I've got two ASA5510's, I have SITE-A and SITE-B
SITE-A connects to the INTERNET on one circuit and an MPLS circuit on different interfaces on the router.
SITE-B connects to the INTERNET and MPLS on the same circuit.
My outside interface on the ASA at SITE-A has a public address of: 126.96.36.199. On the router, it NAT's that address to 10.25.25.5/29 when going out the MPLS interface.
At SITE-B, the outside interface on the ASA is 10.25.25.13/30 which has public ip address 188.8.131.52 nat'ed to it.
Currently, I am able to create two distinct (one at a time) tunnels which route the appropriate traffic through them. One tunnel is done completely over the MPLS circuit from site to site. The other tunnel goes out of SITE-A's internet connection, and jumps on the MPLS providers public network, then onto the MPLS network to get to SITE-B.
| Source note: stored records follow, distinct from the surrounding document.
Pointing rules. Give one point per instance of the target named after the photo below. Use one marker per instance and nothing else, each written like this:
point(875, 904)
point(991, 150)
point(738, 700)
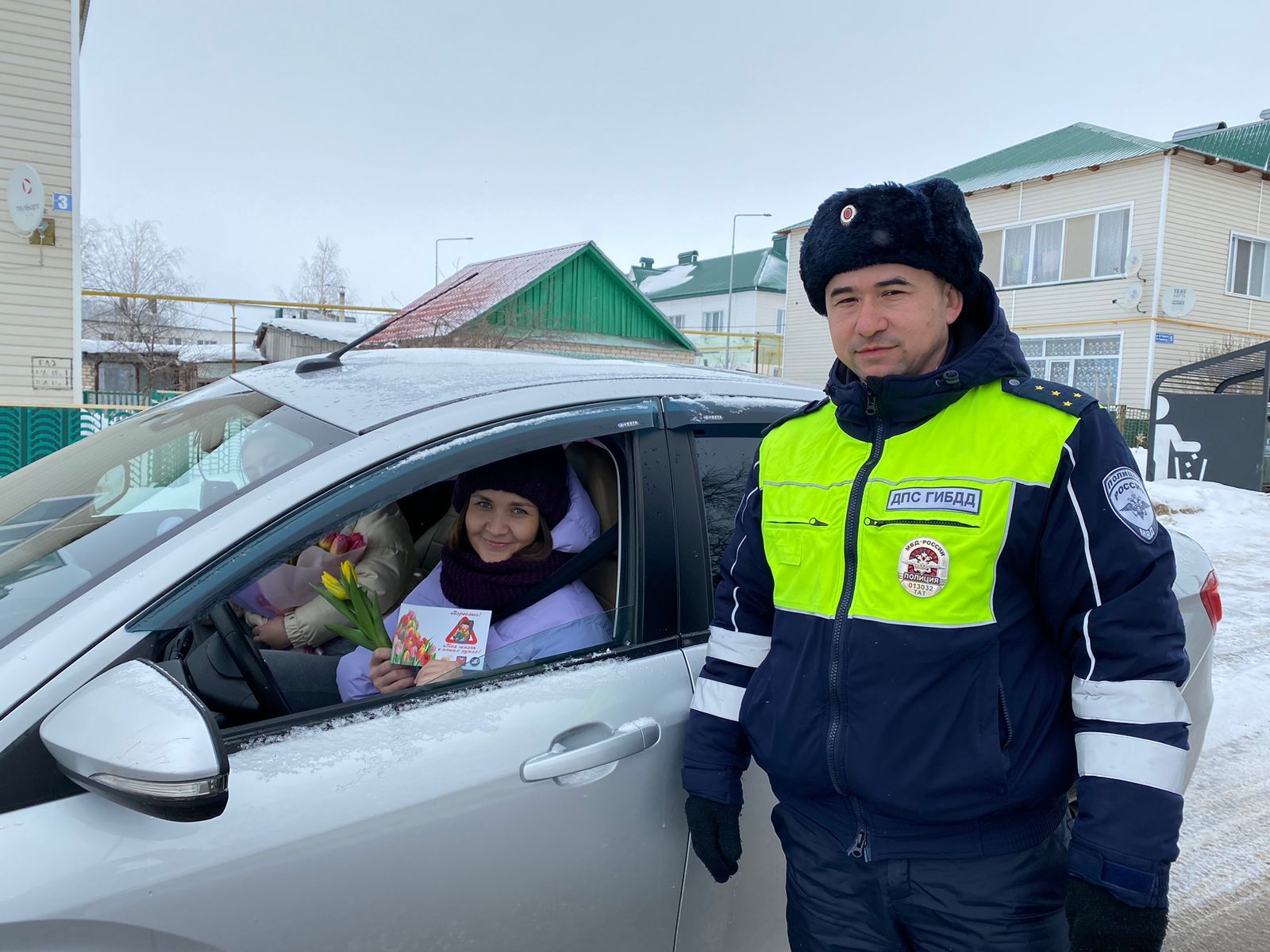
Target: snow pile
point(667, 279)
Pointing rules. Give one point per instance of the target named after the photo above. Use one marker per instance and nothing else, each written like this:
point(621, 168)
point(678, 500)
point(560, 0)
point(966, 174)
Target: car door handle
point(624, 742)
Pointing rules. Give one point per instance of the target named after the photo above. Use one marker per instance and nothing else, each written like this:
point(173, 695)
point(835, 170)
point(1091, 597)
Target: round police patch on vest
point(1130, 501)
point(924, 568)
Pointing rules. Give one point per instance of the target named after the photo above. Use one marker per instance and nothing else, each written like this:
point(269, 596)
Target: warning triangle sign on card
point(463, 634)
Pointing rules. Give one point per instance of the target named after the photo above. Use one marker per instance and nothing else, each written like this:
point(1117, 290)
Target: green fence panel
point(29, 433)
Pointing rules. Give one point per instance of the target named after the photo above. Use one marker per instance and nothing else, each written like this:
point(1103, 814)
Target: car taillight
point(1210, 598)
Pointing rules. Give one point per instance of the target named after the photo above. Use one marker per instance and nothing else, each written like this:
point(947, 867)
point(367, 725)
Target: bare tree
point(133, 259)
point(321, 281)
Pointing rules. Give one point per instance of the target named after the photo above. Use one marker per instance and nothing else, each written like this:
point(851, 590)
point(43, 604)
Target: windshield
point(79, 514)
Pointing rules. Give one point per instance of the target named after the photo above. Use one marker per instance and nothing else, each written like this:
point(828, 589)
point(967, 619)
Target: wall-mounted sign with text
point(51, 372)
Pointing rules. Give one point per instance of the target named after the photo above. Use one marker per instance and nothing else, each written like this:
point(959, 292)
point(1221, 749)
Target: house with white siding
point(40, 301)
point(1117, 258)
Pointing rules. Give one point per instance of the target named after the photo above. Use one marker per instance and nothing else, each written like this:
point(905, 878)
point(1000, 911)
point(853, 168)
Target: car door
point(535, 809)
point(715, 444)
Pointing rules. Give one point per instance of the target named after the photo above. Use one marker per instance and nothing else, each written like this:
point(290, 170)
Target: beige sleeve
point(385, 569)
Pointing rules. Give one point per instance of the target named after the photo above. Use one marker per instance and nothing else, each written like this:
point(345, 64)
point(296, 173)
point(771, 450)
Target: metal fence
point(1133, 422)
point(129, 397)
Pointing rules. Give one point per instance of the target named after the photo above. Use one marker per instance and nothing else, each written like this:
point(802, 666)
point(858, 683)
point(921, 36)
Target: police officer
point(945, 598)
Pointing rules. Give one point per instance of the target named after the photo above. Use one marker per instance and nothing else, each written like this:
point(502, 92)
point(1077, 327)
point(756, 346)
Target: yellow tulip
point(334, 587)
point(349, 573)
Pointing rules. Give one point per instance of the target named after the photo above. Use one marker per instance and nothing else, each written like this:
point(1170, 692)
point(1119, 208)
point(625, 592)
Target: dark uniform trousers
point(840, 903)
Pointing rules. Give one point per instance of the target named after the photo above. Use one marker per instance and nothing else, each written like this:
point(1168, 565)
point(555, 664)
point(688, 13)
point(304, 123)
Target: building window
point(1089, 365)
point(1111, 244)
point(117, 376)
point(1249, 273)
point(1076, 248)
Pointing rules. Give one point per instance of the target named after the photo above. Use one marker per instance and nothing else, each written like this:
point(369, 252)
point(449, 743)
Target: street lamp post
point(436, 258)
point(732, 266)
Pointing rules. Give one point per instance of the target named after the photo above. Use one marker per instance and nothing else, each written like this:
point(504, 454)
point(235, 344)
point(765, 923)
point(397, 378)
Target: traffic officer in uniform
point(946, 597)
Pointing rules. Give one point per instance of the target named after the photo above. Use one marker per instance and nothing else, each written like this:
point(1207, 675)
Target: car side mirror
point(137, 736)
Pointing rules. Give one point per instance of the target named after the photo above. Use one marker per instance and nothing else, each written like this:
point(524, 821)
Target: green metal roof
point(1076, 146)
point(1081, 145)
point(765, 270)
point(1249, 145)
point(556, 291)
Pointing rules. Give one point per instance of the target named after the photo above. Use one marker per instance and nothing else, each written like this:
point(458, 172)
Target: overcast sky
point(252, 129)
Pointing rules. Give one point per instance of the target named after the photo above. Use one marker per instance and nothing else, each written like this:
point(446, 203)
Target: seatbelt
point(565, 575)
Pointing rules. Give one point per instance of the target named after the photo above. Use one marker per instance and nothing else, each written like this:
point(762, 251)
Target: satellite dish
point(1130, 298)
point(25, 198)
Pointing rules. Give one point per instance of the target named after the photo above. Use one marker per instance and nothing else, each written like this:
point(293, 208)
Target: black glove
point(1099, 922)
point(715, 831)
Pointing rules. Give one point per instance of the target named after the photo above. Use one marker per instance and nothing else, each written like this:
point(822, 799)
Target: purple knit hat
point(541, 476)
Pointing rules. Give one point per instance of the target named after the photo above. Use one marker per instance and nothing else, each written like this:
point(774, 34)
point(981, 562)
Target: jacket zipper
point(918, 522)
point(837, 704)
point(1005, 715)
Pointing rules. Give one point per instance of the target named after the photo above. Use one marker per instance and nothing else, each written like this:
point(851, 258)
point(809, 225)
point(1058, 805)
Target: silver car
point(234, 804)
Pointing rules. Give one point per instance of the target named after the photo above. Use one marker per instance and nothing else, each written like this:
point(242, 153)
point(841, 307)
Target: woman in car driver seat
point(520, 520)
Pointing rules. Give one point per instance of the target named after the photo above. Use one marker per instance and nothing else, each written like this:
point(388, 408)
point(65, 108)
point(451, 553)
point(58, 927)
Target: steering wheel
point(251, 663)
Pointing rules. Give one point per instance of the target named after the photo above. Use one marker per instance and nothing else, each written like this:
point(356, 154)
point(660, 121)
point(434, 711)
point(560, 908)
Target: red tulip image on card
point(425, 632)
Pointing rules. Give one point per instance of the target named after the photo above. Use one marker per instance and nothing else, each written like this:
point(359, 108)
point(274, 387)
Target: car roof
point(374, 387)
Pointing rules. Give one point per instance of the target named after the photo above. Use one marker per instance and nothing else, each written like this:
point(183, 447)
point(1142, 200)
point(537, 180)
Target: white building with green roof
point(692, 294)
point(1117, 257)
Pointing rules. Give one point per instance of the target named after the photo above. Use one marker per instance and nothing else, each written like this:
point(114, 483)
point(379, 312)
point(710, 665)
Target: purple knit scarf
point(470, 583)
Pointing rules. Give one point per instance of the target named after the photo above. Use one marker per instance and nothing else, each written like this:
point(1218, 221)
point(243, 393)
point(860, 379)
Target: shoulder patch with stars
point(1060, 397)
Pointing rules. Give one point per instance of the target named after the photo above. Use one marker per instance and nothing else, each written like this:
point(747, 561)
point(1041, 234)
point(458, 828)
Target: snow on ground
point(1219, 896)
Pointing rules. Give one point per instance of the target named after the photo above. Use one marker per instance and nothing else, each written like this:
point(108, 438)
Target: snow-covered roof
point(125, 347)
point(186, 353)
point(219, 353)
point(334, 332)
point(484, 286)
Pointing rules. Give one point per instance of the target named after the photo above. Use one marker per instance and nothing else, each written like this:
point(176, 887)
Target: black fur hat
point(924, 226)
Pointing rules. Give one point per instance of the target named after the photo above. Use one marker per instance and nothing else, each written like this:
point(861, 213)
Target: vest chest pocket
point(929, 555)
point(803, 543)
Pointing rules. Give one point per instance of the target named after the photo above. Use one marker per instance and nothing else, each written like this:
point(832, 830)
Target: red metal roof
point(484, 286)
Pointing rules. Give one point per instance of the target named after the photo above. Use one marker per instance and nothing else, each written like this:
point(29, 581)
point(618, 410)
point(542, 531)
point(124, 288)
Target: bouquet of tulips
point(359, 605)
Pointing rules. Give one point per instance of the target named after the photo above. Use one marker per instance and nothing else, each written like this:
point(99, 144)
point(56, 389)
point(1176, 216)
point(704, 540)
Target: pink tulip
point(347, 543)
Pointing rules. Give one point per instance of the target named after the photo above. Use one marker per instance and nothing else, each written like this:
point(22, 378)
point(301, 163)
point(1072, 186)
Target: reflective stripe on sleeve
point(738, 647)
point(718, 698)
point(1130, 701)
point(1132, 759)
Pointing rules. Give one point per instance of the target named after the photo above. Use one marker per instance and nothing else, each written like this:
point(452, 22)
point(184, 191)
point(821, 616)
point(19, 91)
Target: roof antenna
point(330, 361)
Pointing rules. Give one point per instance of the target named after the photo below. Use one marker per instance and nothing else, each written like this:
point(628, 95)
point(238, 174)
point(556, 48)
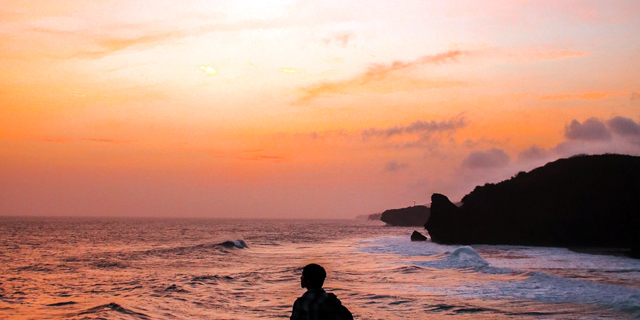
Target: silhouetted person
point(316, 304)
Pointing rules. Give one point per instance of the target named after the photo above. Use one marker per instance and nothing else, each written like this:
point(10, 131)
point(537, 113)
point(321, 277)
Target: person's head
point(313, 276)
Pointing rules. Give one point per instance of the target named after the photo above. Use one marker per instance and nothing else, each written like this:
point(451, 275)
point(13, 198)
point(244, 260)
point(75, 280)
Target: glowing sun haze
point(301, 109)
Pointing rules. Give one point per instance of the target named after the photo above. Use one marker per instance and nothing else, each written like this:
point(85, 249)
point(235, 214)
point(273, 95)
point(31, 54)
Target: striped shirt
point(311, 306)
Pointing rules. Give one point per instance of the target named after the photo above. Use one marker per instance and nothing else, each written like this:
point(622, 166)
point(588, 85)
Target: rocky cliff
point(580, 201)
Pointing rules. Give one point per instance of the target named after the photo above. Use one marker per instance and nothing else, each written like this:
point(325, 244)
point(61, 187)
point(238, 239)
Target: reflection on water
point(198, 269)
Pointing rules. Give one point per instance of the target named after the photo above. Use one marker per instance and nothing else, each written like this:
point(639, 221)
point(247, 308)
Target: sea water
point(90, 268)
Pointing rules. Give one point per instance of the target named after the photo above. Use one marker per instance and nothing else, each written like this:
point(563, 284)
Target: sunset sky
point(301, 109)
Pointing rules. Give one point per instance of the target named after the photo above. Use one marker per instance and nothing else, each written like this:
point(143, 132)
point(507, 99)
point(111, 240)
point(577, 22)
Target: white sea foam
point(535, 286)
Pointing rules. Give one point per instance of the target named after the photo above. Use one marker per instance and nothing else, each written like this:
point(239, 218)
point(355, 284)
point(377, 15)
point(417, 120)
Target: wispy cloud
point(371, 80)
point(489, 159)
point(590, 129)
point(538, 55)
point(70, 140)
point(589, 95)
point(394, 166)
point(419, 126)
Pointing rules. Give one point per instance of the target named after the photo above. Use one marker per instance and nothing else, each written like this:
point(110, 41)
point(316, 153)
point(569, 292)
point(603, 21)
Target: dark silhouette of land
point(406, 217)
point(580, 201)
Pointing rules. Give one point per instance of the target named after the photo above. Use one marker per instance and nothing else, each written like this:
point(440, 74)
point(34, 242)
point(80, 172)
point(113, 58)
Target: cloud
point(589, 95)
point(393, 166)
point(591, 129)
point(492, 158)
point(419, 126)
point(537, 55)
point(98, 45)
point(624, 126)
point(532, 154)
point(341, 38)
point(373, 79)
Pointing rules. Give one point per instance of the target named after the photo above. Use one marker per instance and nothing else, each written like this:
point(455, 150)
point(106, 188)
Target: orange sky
point(310, 109)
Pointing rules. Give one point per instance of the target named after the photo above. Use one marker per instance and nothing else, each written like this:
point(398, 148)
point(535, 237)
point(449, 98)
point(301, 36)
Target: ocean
point(127, 268)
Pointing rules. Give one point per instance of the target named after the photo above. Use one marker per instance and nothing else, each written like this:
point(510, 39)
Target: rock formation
point(417, 236)
point(580, 201)
point(406, 217)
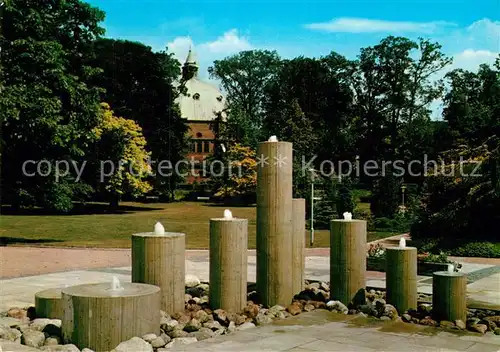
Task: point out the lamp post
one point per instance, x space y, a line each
311 239
403 189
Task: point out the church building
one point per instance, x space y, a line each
201 105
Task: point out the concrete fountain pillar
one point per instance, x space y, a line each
228 263
274 222
159 258
401 276
347 258
298 244
449 295
100 316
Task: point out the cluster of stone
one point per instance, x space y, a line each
198 322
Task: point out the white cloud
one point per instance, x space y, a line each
206 52
229 43
471 59
180 47
364 25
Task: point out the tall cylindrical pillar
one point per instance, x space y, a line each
228 264
274 222
347 259
160 260
449 296
401 278
298 244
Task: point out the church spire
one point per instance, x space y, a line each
190 67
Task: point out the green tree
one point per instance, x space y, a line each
48 105
121 141
141 85
244 78
472 104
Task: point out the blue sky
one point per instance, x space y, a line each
468 30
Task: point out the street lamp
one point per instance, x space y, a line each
313 198
403 189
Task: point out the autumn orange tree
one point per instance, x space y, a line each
121 148
238 179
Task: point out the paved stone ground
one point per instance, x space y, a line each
20 291
324 331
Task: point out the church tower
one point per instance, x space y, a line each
190 67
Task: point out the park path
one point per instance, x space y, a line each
28 261
20 261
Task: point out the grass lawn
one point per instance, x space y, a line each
113 230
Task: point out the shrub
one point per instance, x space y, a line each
477 249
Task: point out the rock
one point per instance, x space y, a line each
428 321
52 340
202 334
274 310
165 338
460 324
33 338
60 348
220 315
194 292
337 306
158 342
205 288
193 325
10 322
313 285
182 318
212 325
176 333
494 319
424 308
262 319
490 324
170 325
406 318
9 334
359 298
17 313
240 319
135 344
390 311
149 337
180 341
40 323
480 328
202 316
472 321
322 296
308 308
379 305
245 326
52 330
294 308
231 327
367 309
446 324
251 310
191 281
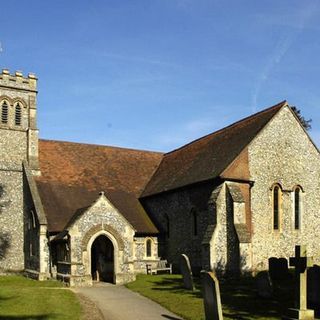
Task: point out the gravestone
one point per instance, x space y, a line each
313 289
278 269
264 285
186 272
211 296
301 262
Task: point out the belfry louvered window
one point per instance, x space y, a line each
277 194
297 208
149 248
4 113
17 118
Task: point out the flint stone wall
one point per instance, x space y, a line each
177 206
11 221
101 218
140 252
282 153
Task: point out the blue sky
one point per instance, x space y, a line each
157 74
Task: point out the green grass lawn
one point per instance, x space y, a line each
22 298
238 298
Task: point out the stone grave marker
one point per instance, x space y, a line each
264 285
313 289
278 268
186 272
211 296
300 262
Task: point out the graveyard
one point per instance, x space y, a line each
288 290
22 298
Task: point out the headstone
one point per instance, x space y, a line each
278 269
313 289
301 262
264 285
211 296
186 272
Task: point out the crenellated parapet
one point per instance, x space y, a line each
18 81
18 120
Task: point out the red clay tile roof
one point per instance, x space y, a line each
207 157
73 174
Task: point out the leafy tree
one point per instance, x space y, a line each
305 123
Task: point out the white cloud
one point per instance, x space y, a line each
297 21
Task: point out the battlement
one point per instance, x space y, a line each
18 81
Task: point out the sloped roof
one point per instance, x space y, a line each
73 174
207 157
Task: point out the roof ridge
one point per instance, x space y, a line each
278 105
101 146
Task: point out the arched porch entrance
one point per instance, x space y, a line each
102 259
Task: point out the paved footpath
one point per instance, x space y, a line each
119 303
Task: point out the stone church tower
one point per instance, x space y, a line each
18 149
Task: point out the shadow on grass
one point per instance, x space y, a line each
176 285
22 317
169 317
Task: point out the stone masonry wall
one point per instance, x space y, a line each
282 153
178 206
16 145
11 221
102 218
140 253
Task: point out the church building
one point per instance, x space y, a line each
84 213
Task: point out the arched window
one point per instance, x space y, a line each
297 208
148 248
194 217
167 226
276 206
4 113
17 118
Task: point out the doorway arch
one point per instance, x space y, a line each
102 259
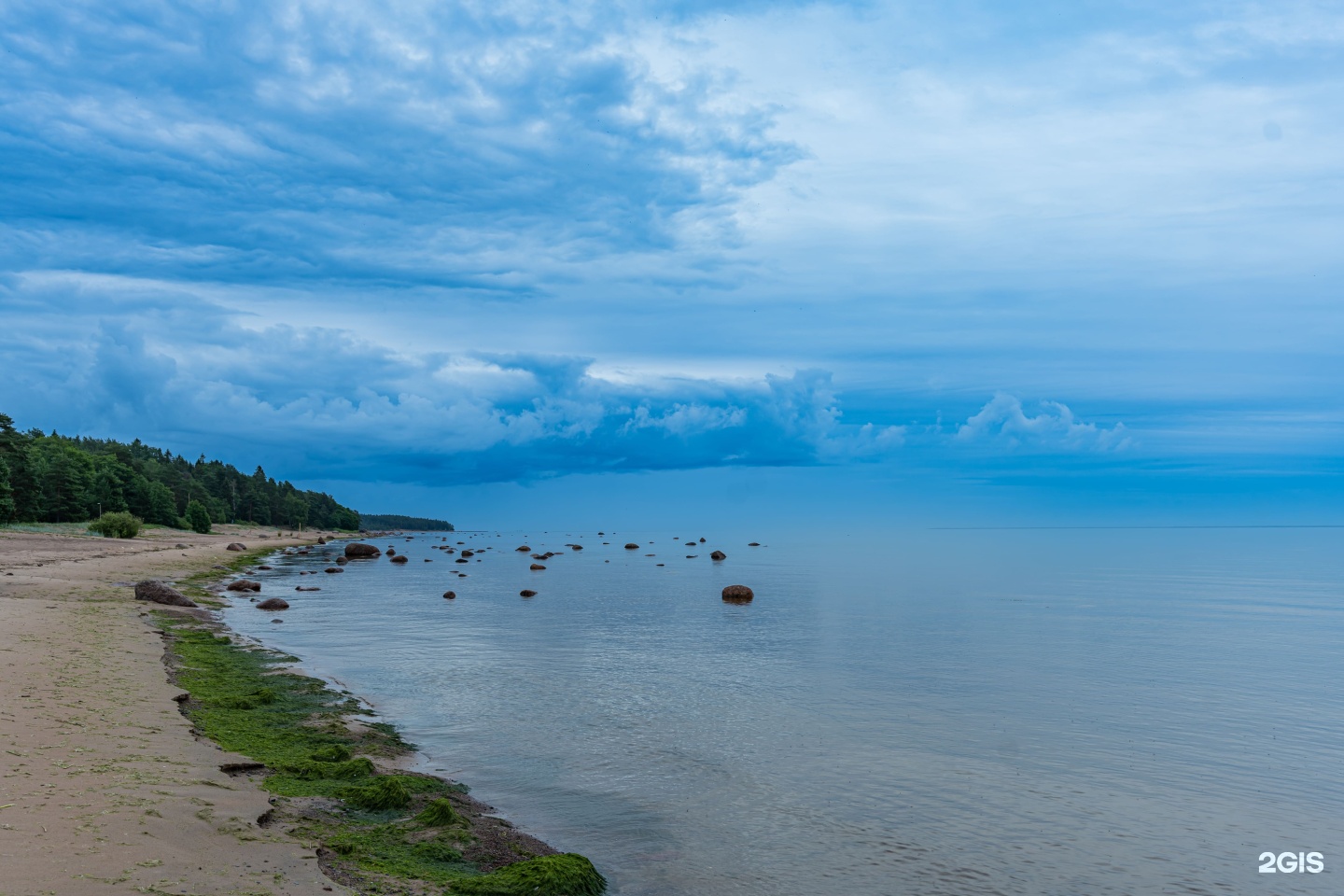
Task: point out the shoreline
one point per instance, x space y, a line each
104 786
268 843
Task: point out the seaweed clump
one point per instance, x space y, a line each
561 875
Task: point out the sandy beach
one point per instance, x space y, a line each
104 788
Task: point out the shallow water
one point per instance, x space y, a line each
921 712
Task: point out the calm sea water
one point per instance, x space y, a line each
922 712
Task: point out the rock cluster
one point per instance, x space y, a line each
738 594
156 592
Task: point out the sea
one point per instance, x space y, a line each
907 712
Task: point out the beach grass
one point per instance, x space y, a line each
378 829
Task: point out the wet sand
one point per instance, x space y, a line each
103 786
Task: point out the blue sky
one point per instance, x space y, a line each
981 262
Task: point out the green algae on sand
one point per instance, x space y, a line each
376 832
These both work marvelously. I am trying to accomplish haveing the IPSEC tunnel go over the MPLS circuit by default, but in the event that SITE-A loses MPLS connectivity, the tunnel will go over the internet.
These tunnels are currently landing on the ASA's and are not originating or landing on the routers, so I can't use (that I know of) routing on the router to determine which site to connect to.
TUNNEL-A = 10.25.25.5 to 10.25.25.13
TUNNEL-B = 184.108.40.206 to 220.127.116.11
Any information, or advice about this configuration would be greatly appreciated.